Взглянув на часы, Вагиф попрощался с Женей и поспешил в ресторан. У него оставалось менее пятнадцати минут до встречи с Ксенией. Придя за пять минут до назначенного срока, он потоптался на углу улицы, прямо напротив входа в ресторан, но ничего подозрительного не заметил, Ксения пришла вовремя. Мило улыбнувшись, она помахала ему рукой, и они прошли в небольшой вестибюль ресторана.

Выглядела Ксения необычайно привлекательно. В длинном вечернем платье и изящных лодочках, которые она здесь же извлекла из своего пакета, она была просто неузнаваема.

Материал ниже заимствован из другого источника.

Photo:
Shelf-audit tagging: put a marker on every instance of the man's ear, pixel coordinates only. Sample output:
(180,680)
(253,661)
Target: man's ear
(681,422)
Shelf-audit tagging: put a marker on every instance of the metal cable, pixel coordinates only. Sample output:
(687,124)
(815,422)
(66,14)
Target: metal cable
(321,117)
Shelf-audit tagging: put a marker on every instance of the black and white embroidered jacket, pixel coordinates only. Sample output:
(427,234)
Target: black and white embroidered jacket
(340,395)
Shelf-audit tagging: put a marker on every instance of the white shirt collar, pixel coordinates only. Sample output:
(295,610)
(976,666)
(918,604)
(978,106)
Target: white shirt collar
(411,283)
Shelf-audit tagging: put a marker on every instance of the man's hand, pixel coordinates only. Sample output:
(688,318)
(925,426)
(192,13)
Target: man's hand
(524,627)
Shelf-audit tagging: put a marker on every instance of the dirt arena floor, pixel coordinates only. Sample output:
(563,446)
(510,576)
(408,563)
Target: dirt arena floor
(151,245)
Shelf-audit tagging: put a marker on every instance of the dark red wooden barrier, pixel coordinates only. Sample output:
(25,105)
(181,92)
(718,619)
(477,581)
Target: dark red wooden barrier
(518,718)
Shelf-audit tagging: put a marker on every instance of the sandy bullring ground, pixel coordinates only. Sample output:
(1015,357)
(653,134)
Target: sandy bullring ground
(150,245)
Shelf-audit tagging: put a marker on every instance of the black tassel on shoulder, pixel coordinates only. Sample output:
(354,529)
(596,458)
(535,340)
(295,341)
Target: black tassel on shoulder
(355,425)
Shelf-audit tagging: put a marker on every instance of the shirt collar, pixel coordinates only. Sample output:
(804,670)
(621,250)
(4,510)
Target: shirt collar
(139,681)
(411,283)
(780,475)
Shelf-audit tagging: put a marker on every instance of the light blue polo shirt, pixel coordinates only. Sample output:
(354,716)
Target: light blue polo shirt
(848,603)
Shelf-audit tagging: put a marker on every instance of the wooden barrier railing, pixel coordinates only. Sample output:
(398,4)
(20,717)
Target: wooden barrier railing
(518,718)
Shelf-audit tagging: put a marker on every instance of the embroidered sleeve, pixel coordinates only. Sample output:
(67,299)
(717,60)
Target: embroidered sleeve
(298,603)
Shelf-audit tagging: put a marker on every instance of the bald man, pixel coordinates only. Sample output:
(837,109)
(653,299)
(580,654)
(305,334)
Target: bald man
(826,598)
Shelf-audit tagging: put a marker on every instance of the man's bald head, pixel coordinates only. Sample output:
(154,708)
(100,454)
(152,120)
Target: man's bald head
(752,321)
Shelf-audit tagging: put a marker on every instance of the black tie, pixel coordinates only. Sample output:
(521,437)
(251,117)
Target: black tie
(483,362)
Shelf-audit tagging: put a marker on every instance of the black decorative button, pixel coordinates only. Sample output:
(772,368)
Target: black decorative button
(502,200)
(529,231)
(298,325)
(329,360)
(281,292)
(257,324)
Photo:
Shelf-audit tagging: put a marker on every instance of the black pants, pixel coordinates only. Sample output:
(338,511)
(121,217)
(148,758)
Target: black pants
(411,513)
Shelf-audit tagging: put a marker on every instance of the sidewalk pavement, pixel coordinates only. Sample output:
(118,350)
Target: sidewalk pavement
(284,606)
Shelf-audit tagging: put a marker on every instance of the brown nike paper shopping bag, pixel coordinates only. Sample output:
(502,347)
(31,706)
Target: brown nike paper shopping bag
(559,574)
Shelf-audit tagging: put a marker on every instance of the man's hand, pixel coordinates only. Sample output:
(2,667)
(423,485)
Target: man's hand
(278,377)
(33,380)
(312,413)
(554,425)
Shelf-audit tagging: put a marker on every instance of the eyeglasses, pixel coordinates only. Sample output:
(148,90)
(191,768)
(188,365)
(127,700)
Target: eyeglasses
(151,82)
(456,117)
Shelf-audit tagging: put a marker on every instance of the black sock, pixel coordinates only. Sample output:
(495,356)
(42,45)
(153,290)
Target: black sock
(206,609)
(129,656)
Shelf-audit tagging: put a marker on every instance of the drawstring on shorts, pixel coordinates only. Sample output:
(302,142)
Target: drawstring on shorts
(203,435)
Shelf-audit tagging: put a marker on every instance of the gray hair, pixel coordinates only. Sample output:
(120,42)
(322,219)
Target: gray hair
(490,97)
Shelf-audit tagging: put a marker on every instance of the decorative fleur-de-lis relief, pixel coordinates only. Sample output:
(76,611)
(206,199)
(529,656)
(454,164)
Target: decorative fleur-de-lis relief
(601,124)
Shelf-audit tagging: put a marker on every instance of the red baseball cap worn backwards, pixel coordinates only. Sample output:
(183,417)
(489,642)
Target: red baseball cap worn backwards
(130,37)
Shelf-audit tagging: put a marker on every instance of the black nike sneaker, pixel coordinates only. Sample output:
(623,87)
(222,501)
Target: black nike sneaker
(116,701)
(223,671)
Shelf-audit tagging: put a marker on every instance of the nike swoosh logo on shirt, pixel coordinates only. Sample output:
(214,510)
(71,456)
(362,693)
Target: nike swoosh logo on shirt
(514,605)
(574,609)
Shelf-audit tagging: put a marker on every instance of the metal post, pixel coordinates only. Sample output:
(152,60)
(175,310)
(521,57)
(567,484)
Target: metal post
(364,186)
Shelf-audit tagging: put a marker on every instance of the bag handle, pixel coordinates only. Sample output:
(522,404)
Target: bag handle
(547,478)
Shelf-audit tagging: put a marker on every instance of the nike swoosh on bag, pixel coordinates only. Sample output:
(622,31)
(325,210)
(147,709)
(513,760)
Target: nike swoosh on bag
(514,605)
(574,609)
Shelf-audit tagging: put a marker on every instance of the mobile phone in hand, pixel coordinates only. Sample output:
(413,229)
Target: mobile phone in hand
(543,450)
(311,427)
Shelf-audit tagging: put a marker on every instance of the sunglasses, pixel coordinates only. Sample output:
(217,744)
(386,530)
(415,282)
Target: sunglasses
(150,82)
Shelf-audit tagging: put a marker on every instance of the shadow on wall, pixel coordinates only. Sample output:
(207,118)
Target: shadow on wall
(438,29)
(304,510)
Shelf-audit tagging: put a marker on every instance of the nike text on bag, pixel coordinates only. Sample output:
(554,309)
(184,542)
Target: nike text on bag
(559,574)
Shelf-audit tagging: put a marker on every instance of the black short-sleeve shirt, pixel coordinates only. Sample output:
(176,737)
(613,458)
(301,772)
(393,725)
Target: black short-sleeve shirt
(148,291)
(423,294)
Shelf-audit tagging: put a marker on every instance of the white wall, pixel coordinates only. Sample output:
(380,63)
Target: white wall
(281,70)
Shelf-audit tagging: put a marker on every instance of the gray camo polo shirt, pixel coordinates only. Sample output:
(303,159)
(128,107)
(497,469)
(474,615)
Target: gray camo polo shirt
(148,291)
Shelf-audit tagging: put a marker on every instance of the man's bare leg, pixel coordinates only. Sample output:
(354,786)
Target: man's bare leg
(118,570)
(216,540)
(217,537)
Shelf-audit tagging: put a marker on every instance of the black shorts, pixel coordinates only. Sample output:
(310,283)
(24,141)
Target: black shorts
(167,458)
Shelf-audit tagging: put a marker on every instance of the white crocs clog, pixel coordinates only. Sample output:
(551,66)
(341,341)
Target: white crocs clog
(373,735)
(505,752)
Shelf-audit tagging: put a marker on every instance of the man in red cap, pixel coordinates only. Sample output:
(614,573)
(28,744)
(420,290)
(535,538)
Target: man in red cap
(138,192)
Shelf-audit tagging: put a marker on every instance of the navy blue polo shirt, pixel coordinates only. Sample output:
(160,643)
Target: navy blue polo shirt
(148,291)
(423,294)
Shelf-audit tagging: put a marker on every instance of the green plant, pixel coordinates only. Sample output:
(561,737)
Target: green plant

Еще совсем недавно она казалась привлекательной девушкой с энергичными повадками начинающего бизнесмена и уверенной манерой разговаривать, а сейчас перед Вагифом стояла очаровательная молодая женщина с приятным мягким голосом и манерами светской дамы. Даже предположив у нее недюжинные актерские способности, трудно было не заметить, что выбранная роль ей внутренне более близка.

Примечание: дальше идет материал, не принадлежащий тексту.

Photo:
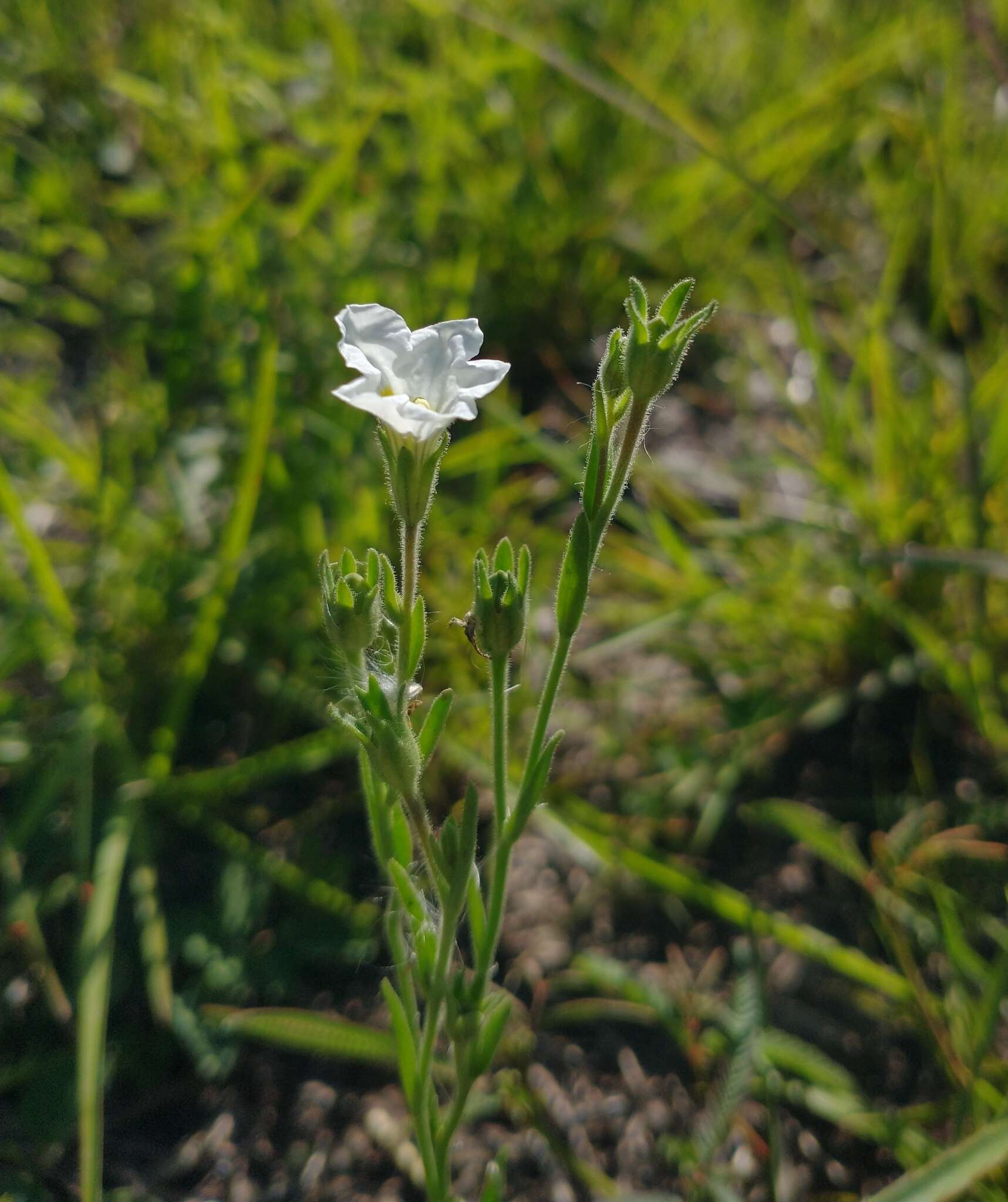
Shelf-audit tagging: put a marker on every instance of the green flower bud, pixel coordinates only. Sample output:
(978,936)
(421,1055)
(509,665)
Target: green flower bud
(387,738)
(350,602)
(611,374)
(655,347)
(500,600)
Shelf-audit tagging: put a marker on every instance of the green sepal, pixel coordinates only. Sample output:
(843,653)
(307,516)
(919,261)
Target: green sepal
(525,571)
(589,492)
(375,701)
(345,597)
(573,587)
(620,406)
(636,310)
(680,337)
(418,636)
(402,839)
(494,1182)
(406,1049)
(433,725)
(611,378)
(394,604)
(601,427)
(674,301)
(504,557)
(481,576)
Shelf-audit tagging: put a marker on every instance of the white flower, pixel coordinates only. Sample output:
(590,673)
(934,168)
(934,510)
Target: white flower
(416,381)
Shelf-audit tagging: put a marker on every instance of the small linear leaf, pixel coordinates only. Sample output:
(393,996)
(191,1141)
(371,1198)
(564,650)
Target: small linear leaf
(404,1045)
(433,725)
(305,1031)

Они заняли дальний столик в углу. Его выбрала сама Ксения, объяснив это тем, что не любит, когда ее рассматривают. Не успели они занять свои места, как появился молодой официант. Поздоровавшись, он положил перед Вагифом меню и отошел в сторону. Вагиф, не раскрывая, пододвинул его Ксении и лишь после того, как она выбрала блюда, заказал спиртное, предварительно обсудив это с ней.

Вагиф сам ощущал некую театральность происходящего, но, как ни странно, это не было ему неприятно, он даже получал от всего этого определенное внутреннее удовлетворение.

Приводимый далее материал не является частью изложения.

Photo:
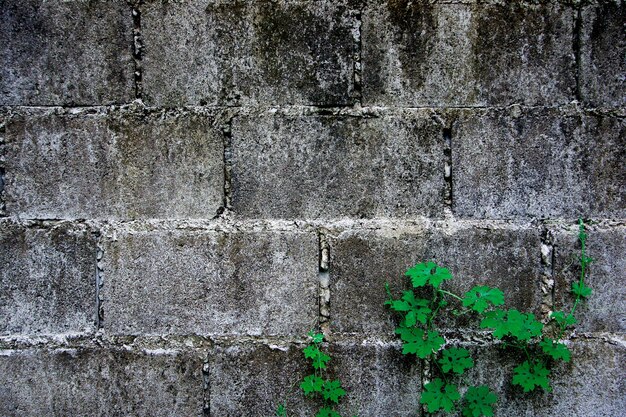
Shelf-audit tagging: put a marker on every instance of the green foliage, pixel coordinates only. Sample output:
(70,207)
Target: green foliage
(318,357)
(479,402)
(314,385)
(531,375)
(479,298)
(512,323)
(332,391)
(541,345)
(555,349)
(439,396)
(420,342)
(311,384)
(327,412)
(428,273)
(416,309)
(456,360)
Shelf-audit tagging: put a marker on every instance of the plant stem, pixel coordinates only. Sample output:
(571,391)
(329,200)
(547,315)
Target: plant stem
(451,294)
(583,262)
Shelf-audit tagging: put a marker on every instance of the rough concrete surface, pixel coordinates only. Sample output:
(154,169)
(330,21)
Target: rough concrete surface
(187,187)
(210,283)
(605,309)
(100,382)
(231,53)
(538,163)
(115,164)
(66,52)
(47,278)
(362,261)
(319,167)
(422,53)
(603,45)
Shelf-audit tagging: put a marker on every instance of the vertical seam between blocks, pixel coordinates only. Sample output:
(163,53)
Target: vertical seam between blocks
(99,281)
(577,47)
(547,285)
(357,50)
(324,282)
(227,160)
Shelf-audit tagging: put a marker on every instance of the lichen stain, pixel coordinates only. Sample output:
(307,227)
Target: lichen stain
(415,28)
(301,51)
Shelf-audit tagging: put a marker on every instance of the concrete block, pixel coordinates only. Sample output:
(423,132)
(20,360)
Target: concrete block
(100,382)
(66,52)
(605,309)
(236,53)
(379,380)
(252,380)
(114,165)
(204,282)
(538,163)
(591,384)
(323,167)
(603,46)
(362,261)
(47,278)
(422,53)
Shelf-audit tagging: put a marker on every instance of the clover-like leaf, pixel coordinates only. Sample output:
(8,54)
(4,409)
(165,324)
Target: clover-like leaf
(327,412)
(555,349)
(439,396)
(332,391)
(319,358)
(428,273)
(479,402)
(316,337)
(562,319)
(456,360)
(512,323)
(311,384)
(530,376)
(479,298)
(416,309)
(580,289)
(419,342)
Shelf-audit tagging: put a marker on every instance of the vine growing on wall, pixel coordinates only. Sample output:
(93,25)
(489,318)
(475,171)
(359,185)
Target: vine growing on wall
(541,345)
(315,385)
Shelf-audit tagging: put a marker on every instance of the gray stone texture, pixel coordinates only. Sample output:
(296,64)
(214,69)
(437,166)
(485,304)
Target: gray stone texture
(538,163)
(115,164)
(252,380)
(379,380)
(605,309)
(602,51)
(100,382)
(243,52)
(332,167)
(66,52)
(47,278)
(591,384)
(204,282)
(423,53)
(362,261)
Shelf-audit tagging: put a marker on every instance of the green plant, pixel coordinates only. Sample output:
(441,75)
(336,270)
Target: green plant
(315,385)
(541,345)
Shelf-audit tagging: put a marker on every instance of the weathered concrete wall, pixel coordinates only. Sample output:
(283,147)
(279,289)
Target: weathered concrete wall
(188,186)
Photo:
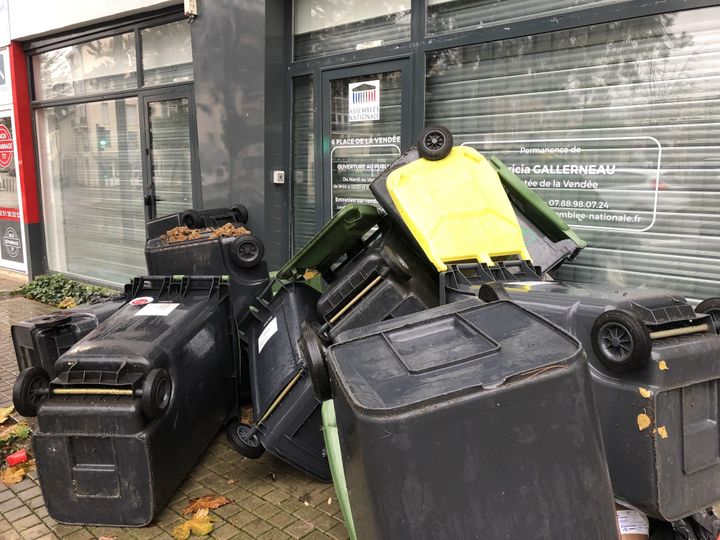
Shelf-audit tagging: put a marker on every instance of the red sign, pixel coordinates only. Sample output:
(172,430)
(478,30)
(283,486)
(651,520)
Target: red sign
(6,146)
(10,213)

– Ты часто здесь бываешь? – начал светский разговор Вагиф.

– Второй раз, – откровенно призналась Ксения, чему-то улыбнувшись.

– Да, здесь уютно, – проговорил Вагиф, которого так и подмывало почему-то спросить, с кем именно она тут была.

– Нас с мамой приглашал сюда Сергей Арутюнович, он тогда как раз получил за что-то гонорар, – как бы угадав вопрос Вагифа, спокойно произнесла Ксения.

– Ты давно его знаешь?

С самого детства. Он был другом моего покойного отца, потом, после его смерти, стал помогать нам. Мама моя человек гордый, ничего не хочет ни у кого просить, даже то, на что имеет право. И сразу после смерти папы у нас были определенные трудности. А Сергей Арутюнович помог нам получить за него пенсию и вообще помогал чем мог. Я, честно говоря, думала, что со временем они, моя мама и Сергей Арутюнович, сблизятся, тем более что я уверена – мама ему очень нравится, но ничего не получилось. Он несколько нерешителен, а она считает, что в их возрасте уже поздно думать о таких вещах. Вот так и живут бобылями.

– Ну, а ты не пыталась что-нибудь предпринять?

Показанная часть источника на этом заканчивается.